Jan. 1, 2022, doesn’t just mark the first day after the end of a year that we’d all rather forget—please, universe, have mercy and let us forget—it’s also Public Domain Day, when several copyrighted works become free for anyone to publish or adapt.
Books published in the United States in 1926 will enter the public domain next year, and the Center for the Study of the Public Domain at Duke Law School has a list of some of the highlights.
Among the most notable titles is Winnie-the-Pooh, A.A. Milne’s short story collection about the adventures of the titular honey-craving bear and his friends, including Christopher Robin, Piglet, and Eeyore, the depressed donkey who anticipated all of us in 2021.
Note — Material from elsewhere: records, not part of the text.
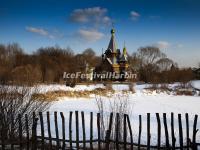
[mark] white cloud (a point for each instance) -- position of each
(95, 15)
(162, 44)
(154, 17)
(40, 31)
(90, 35)
(134, 15)
(179, 45)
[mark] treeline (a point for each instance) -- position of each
(47, 64)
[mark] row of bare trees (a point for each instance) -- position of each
(46, 65)
(154, 66)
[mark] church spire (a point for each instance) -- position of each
(112, 44)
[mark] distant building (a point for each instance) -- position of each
(196, 71)
(113, 60)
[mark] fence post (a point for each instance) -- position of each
(187, 131)
(140, 131)
(34, 132)
(166, 130)
(130, 130)
(56, 130)
(91, 130)
(49, 130)
(159, 129)
(27, 132)
(108, 132)
(117, 128)
(125, 132)
(99, 131)
(20, 130)
(195, 130)
(83, 128)
(70, 129)
(172, 132)
(148, 131)
(42, 129)
(180, 131)
(63, 129)
(77, 130)
(12, 132)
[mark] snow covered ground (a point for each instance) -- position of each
(139, 103)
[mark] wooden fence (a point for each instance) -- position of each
(117, 135)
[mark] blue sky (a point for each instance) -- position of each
(172, 25)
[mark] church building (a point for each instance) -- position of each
(113, 60)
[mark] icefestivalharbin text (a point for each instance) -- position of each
(106, 75)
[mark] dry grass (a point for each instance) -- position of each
(54, 95)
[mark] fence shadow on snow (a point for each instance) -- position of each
(76, 131)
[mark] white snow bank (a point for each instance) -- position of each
(195, 84)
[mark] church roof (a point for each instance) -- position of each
(112, 44)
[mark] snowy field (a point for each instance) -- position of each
(139, 103)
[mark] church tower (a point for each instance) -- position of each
(113, 60)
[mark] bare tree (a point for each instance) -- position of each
(15, 100)
(164, 64)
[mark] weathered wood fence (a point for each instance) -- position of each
(117, 135)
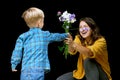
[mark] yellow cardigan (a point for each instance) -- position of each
(100, 54)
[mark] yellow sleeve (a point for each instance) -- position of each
(76, 40)
(98, 48)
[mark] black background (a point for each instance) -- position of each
(104, 13)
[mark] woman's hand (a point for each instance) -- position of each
(69, 39)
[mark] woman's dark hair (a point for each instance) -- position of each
(95, 30)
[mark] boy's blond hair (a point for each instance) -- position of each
(32, 15)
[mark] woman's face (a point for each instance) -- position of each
(84, 29)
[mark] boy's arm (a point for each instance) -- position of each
(16, 54)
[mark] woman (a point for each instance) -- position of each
(91, 46)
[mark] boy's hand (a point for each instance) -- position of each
(14, 70)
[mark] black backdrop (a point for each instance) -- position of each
(102, 12)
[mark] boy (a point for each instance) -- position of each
(32, 46)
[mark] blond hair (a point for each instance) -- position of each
(32, 15)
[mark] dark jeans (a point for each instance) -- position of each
(93, 71)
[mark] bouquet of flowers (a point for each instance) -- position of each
(67, 19)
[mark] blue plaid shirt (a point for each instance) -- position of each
(32, 48)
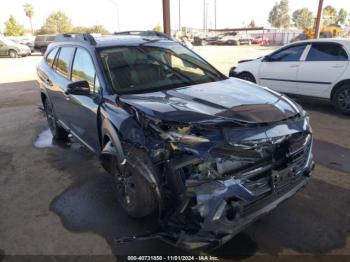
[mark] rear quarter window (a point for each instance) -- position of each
(62, 63)
(327, 52)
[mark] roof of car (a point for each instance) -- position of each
(107, 40)
(326, 40)
(124, 40)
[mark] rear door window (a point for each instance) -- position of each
(83, 69)
(292, 53)
(327, 52)
(62, 63)
(51, 56)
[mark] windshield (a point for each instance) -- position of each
(159, 65)
(7, 41)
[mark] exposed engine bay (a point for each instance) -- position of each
(215, 178)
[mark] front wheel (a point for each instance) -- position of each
(13, 54)
(341, 99)
(58, 132)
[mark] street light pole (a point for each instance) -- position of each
(318, 19)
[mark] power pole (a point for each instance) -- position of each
(214, 14)
(318, 19)
(166, 17)
(179, 15)
(204, 16)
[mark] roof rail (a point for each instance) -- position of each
(74, 37)
(148, 33)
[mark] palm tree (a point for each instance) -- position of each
(29, 11)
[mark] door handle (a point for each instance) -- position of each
(66, 95)
(48, 82)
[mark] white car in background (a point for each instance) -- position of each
(316, 68)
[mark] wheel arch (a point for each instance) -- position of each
(338, 85)
(110, 135)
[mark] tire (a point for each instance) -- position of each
(58, 132)
(13, 54)
(247, 76)
(134, 192)
(341, 99)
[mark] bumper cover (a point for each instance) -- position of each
(224, 217)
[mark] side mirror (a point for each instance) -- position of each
(267, 58)
(81, 88)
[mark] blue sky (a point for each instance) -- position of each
(145, 14)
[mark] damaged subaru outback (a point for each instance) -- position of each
(207, 153)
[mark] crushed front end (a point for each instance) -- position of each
(219, 178)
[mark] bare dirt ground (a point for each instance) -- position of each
(57, 200)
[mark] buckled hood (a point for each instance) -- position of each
(226, 100)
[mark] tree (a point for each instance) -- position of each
(97, 29)
(13, 28)
(57, 22)
(278, 16)
(329, 15)
(341, 17)
(302, 18)
(252, 24)
(29, 11)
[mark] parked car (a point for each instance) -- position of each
(245, 39)
(42, 41)
(317, 68)
(229, 38)
(11, 49)
(24, 41)
(261, 40)
(210, 154)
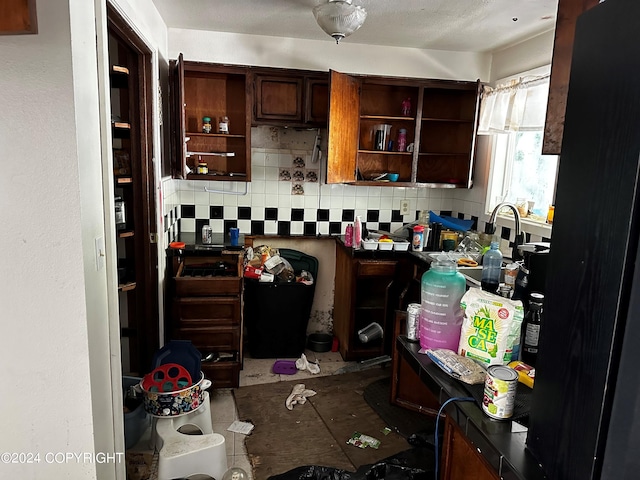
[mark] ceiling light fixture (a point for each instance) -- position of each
(339, 18)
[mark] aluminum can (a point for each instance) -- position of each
(500, 392)
(207, 235)
(413, 320)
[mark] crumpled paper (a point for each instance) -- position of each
(299, 394)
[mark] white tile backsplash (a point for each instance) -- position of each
(279, 149)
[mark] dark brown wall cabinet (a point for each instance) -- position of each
(290, 97)
(215, 91)
(441, 126)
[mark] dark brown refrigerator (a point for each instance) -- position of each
(585, 415)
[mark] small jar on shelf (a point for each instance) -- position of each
(206, 124)
(402, 140)
(223, 126)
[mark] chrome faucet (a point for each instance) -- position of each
(518, 240)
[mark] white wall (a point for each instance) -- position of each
(281, 52)
(47, 401)
(55, 340)
(527, 55)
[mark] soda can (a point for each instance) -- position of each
(413, 319)
(500, 392)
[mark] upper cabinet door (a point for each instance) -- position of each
(316, 105)
(278, 98)
(179, 133)
(344, 116)
(220, 147)
(288, 97)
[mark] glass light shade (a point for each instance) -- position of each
(339, 18)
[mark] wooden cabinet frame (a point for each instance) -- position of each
(289, 97)
(205, 89)
(442, 127)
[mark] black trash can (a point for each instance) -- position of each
(276, 315)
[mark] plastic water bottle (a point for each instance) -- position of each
(531, 329)
(440, 313)
(491, 265)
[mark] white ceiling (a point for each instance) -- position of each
(458, 25)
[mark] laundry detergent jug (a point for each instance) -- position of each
(440, 313)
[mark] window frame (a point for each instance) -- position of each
(501, 169)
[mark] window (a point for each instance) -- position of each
(513, 113)
(526, 173)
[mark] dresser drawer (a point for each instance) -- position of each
(206, 311)
(210, 339)
(375, 268)
(204, 286)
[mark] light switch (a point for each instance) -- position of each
(100, 253)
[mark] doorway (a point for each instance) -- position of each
(130, 70)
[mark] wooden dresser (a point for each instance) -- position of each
(206, 308)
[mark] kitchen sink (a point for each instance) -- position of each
(473, 275)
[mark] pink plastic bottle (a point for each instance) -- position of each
(440, 313)
(348, 236)
(357, 232)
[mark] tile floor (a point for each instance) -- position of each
(223, 407)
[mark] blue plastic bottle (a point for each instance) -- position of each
(491, 265)
(440, 314)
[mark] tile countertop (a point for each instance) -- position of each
(500, 442)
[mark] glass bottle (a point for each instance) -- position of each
(531, 329)
(491, 265)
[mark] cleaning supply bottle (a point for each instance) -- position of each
(357, 232)
(491, 265)
(348, 236)
(440, 312)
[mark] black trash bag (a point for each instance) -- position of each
(314, 472)
(413, 464)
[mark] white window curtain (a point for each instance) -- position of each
(519, 106)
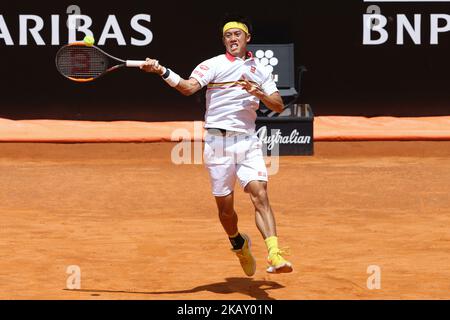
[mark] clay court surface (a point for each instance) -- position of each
(140, 227)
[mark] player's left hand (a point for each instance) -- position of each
(251, 88)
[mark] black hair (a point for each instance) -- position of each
(228, 17)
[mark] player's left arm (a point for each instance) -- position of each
(273, 101)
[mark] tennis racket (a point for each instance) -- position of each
(84, 63)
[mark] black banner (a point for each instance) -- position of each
(397, 66)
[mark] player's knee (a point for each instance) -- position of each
(259, 197)
(226, 214)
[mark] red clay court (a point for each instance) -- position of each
(140, 227)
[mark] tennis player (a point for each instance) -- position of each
(236, 83)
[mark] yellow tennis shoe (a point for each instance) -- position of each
(277, 263)
(248, 262)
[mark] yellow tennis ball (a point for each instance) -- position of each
(89, 40)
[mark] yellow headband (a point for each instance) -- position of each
(235, 25)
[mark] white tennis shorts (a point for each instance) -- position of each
(237, 156)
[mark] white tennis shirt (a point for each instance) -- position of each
(228, 105)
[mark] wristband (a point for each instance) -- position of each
(171, 78)
(166, 74)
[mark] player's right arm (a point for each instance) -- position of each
(186, 87)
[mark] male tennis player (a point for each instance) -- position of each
(236, 83)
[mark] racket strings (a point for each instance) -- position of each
(81, 62)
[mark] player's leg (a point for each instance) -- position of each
(252, 174)
(222, 175)
(265, 221)
(264, 217)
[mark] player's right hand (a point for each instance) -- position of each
(152, 66)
Two debut novels from American literary grandmasters will become fair game in 2022: Ernest Hemingway’s The Sun Also Rises and William Faulkner’s Soldiers’ Pay. Another debut, Dorothy Parker’s poetry collection Enough Rope, will also enter the public domain.
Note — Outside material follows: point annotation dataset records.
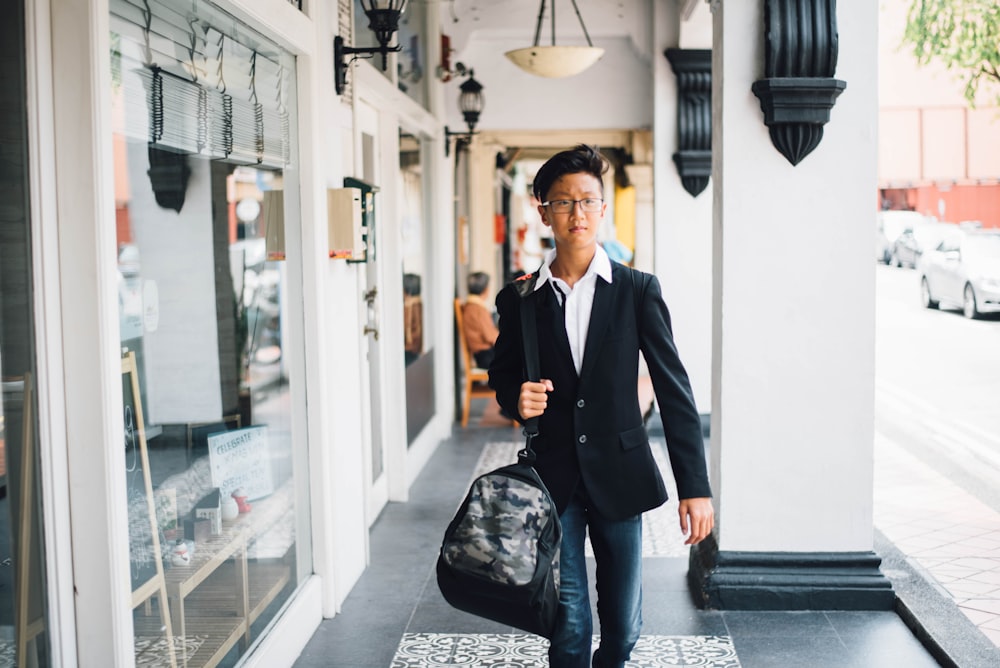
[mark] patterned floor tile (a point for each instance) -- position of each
(488, 650)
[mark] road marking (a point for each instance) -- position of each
(940, 429)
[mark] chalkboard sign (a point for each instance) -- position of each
(145, 562)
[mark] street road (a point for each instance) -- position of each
(937, 384)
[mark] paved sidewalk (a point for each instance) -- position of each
(950, 537)
(395, 616)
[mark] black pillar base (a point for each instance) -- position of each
(787, 580)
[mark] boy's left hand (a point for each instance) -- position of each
(697, 519)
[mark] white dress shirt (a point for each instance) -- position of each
(577, 301)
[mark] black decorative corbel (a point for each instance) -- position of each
(800, 60)
(693, 68)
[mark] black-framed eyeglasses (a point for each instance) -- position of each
(589, 205)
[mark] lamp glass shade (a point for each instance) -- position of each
(555, 61)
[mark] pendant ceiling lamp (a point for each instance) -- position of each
(555, 61)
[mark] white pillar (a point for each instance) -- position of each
(793, 337)
(683, 224)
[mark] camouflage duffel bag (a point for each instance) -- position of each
(500, 555)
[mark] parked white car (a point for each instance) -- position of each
(963, 272)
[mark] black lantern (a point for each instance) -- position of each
(383, 20)
(470, 101)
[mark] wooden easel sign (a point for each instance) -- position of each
(145, 560)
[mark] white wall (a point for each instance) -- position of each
(181, 341)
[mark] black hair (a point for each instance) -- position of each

Other books with expiring copyrights include Agatha Christie’s controversial The Murder of Roger Ackroyd, Edna Ferber’s musical-inspiring Show Boat, and T.E. Lawrence’s The Seven Pillars of Wisdom, which formed the basis for the classic film Lawrence of Arabia.
The experts at Duke note that the public will only be able to use the specific works published in 1926, and not adaptations of them or later books featuring the same characters. So keep that in mind before writing your screenplay featuring Piglet and Eeyore traveling to Pamplona on a floating river theater.
Michael Schaub is a Texas-based journalist and regular contributor to NPR.